Man Group Plc, the world’s largest listed hedge-fund manager, fell the most in almost three years after Citigroup Inc. cut its recommendation to sell from buy.

"Performance-fee generation looks challenged," analyst Haley Tam said in a note on Friday, cutting the firm’s pretax profit forecast by 35 percent to $235 million. Citigroup also reduced the price target to 120 pence from 182 pence.

The shares dropped as much as 9.3 percent in London, making Man Group Friday’s worst performer in the STOXX Europe 600 index. That was the stock’s biggest decline since June 2013. The shares traded at 129.5 pence as of 12:05 p.m.

Citigroup highlighted performance losses at Man Group’s computer-driven AHL unit this year. It said an acquisition would be "the best solution to the fundamentally subdued" assets and earnings-growth outlook, but the chance of one this year is unlikely. The hedge fund has $480 million of surplus capital.

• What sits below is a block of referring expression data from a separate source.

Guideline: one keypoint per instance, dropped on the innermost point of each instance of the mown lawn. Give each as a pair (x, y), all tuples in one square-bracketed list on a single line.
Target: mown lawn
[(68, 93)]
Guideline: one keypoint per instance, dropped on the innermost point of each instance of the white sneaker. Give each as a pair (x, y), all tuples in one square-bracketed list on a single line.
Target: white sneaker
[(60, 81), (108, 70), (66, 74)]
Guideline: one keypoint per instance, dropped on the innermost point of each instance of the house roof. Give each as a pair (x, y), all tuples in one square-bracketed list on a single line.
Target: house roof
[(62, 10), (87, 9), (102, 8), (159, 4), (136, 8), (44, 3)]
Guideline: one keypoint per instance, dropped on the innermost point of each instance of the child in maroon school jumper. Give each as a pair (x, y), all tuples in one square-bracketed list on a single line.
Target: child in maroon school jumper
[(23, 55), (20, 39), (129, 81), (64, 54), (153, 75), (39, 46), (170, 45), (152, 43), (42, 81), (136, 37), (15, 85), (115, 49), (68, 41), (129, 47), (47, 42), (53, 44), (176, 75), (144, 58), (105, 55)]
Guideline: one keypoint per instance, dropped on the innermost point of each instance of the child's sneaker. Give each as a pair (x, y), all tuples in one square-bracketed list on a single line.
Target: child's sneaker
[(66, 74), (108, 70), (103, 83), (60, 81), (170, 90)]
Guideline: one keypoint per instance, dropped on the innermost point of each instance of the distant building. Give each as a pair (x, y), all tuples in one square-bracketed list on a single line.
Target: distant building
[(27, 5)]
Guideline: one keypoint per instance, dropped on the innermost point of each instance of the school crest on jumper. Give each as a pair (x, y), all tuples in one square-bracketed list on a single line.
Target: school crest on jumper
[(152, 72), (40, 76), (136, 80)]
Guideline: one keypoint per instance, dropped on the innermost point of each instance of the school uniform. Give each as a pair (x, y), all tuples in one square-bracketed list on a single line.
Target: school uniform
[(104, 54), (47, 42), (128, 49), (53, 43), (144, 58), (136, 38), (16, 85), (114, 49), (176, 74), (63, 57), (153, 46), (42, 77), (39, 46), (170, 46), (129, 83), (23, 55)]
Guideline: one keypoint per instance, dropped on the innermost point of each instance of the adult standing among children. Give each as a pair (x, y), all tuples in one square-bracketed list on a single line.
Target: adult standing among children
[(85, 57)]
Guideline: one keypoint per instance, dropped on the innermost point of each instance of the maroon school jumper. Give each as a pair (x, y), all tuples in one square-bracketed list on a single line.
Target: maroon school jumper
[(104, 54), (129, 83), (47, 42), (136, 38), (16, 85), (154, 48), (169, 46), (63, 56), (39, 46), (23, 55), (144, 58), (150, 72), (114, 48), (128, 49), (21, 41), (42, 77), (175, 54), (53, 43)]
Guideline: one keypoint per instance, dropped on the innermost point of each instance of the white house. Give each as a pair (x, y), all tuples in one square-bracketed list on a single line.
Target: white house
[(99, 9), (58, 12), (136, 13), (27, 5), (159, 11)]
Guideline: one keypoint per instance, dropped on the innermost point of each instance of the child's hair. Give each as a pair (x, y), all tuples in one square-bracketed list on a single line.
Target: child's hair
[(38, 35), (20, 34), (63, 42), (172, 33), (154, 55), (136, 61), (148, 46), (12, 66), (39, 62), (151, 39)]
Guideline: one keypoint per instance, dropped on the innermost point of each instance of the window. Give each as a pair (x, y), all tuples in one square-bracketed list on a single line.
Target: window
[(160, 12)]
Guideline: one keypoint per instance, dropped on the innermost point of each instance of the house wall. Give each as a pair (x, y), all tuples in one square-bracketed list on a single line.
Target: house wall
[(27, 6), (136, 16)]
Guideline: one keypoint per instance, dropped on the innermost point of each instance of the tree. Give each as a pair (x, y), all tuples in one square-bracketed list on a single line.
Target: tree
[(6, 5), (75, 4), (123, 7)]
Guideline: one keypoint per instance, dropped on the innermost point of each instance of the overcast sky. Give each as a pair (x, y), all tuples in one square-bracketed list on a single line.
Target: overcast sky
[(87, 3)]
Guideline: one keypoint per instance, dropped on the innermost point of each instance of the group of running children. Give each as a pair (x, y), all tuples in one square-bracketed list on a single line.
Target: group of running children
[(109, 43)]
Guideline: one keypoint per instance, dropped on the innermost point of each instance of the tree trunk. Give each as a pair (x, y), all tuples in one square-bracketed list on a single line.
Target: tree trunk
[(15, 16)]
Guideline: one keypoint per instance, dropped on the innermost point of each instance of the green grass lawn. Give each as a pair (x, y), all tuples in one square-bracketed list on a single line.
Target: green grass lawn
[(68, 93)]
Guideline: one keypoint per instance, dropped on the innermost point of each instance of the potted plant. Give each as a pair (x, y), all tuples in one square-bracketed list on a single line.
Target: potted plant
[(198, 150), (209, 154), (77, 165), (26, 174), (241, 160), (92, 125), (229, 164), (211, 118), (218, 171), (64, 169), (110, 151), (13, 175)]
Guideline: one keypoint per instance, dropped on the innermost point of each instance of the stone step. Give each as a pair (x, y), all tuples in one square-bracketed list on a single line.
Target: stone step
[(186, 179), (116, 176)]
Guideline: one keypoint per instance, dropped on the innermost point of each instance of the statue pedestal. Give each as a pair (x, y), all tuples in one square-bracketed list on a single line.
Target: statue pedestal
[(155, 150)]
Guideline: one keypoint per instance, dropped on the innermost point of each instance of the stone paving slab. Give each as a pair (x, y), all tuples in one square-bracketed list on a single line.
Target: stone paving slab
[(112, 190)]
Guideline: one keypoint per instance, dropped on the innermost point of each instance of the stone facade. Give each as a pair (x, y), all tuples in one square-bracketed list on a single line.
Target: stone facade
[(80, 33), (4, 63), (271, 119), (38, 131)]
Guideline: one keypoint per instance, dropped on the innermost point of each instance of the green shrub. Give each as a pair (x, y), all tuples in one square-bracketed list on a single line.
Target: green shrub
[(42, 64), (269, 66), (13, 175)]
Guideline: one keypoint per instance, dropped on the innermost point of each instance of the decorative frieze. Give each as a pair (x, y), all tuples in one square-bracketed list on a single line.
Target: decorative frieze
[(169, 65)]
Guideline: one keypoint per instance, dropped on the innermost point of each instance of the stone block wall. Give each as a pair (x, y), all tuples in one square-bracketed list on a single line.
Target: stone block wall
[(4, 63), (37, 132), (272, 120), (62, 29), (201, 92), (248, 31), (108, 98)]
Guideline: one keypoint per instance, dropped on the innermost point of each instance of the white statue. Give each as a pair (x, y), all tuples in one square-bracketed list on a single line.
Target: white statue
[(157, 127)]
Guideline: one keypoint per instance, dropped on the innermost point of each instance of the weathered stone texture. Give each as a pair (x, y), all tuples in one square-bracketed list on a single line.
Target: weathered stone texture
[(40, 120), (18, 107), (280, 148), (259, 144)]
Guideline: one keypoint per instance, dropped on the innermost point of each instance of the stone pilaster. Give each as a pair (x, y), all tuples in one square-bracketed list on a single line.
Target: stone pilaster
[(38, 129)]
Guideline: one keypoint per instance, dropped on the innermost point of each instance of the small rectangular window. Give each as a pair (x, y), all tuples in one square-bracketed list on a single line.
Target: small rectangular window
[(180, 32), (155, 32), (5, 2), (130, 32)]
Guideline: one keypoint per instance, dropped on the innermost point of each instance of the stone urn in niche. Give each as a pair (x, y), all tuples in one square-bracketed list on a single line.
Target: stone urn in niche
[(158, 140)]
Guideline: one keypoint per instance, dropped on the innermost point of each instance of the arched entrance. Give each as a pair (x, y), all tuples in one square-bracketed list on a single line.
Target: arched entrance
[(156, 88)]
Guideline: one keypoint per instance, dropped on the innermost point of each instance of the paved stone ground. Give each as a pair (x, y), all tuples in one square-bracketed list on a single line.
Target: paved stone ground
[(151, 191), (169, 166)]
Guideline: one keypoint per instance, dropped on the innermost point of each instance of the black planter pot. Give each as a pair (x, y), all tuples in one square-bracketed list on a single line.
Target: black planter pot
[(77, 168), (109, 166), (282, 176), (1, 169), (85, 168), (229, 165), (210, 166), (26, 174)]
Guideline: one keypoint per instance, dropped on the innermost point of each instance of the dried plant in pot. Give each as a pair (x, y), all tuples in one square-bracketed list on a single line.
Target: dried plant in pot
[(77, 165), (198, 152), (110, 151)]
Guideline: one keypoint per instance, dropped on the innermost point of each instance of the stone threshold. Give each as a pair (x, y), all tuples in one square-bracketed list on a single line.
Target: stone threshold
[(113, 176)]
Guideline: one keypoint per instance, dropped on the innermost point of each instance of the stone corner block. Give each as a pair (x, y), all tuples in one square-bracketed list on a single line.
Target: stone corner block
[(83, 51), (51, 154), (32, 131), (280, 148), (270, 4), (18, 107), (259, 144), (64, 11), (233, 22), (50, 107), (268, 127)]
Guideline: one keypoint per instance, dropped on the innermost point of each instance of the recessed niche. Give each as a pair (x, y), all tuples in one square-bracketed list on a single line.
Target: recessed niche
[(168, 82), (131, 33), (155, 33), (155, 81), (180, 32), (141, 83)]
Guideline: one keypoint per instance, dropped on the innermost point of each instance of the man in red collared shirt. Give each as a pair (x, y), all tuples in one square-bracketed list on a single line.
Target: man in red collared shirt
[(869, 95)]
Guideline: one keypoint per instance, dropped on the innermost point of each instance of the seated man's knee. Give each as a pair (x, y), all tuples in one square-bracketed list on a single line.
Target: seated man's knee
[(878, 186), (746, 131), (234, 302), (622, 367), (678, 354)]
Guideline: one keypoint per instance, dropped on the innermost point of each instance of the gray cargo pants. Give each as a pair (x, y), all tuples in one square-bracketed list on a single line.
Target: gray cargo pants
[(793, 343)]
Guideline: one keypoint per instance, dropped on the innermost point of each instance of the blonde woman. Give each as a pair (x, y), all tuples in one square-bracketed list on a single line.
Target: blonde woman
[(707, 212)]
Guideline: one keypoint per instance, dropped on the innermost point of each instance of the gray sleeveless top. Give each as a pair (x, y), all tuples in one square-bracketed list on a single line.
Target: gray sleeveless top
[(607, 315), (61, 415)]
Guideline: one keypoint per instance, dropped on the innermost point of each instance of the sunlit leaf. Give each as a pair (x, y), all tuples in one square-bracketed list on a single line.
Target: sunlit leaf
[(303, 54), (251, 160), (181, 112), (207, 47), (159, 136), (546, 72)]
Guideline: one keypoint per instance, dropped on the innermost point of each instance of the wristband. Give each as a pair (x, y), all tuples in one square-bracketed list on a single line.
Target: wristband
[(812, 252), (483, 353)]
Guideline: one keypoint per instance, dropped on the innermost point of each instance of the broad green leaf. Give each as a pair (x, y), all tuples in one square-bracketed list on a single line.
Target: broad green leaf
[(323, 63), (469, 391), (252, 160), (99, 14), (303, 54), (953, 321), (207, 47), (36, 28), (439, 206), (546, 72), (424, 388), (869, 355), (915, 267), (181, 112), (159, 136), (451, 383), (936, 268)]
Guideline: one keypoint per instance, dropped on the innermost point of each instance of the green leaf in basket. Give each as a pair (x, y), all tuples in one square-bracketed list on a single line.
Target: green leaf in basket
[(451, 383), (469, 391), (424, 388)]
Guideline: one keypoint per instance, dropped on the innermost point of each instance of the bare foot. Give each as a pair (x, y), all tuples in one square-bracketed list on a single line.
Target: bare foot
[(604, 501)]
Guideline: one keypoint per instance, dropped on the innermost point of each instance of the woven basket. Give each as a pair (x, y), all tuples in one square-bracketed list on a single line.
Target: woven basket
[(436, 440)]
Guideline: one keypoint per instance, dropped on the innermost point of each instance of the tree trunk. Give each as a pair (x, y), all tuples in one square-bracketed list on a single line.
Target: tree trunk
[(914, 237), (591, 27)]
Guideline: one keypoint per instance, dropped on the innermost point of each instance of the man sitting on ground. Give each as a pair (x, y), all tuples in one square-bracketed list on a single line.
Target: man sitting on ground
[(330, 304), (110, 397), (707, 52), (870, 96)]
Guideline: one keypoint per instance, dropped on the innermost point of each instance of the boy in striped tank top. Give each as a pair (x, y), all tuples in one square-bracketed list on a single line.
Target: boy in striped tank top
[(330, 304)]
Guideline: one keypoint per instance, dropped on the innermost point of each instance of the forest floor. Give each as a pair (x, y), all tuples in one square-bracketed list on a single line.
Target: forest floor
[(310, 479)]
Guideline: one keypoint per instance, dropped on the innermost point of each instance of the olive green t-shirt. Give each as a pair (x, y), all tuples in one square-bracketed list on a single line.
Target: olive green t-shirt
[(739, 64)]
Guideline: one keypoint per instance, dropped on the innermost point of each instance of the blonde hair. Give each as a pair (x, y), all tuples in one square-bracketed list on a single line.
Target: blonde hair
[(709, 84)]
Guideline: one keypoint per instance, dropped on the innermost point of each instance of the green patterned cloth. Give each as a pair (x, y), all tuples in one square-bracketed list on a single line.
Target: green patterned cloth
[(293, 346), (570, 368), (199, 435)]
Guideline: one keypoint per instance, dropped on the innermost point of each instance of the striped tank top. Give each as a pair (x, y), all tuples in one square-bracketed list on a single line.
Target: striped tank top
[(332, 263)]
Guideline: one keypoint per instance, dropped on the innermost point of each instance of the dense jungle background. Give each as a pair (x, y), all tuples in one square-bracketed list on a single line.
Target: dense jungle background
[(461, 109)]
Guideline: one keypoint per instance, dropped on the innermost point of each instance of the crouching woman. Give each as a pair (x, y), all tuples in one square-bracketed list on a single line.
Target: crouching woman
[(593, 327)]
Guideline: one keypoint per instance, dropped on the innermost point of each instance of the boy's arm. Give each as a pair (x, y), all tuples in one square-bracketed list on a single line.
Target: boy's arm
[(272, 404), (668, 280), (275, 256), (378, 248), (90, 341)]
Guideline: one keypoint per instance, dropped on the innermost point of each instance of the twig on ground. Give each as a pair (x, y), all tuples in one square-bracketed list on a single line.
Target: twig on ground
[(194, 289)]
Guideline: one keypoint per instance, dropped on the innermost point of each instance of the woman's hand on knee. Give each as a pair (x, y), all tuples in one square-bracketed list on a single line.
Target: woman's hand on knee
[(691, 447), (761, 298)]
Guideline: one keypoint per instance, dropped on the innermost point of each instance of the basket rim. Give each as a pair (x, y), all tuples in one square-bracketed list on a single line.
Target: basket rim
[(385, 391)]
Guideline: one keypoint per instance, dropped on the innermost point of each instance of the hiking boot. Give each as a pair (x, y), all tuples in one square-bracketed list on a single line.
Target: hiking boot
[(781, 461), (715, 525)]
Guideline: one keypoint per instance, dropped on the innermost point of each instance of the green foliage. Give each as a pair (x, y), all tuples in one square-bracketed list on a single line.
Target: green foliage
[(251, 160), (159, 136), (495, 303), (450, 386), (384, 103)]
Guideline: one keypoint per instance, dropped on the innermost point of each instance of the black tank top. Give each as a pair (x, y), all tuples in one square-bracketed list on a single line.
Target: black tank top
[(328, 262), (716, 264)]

The GLG unit, which uses fundamental analysis, will make very little contribution to performance fees, Tam wrote. “There has been significant investment in acquiring investment talent and FUM at GLG,” according to the note. “This has so far apparently been unsuccessful in repairing performance or flow momentum.”

Man Group’s 2015 profit fell 17 percent as performance-fees and margins dropped. Last month it reported net inflows of $500 million in the first quarter as its computer-driven funds attracted investors. A spokeswoman for the company declined to comment on the Citigroup report.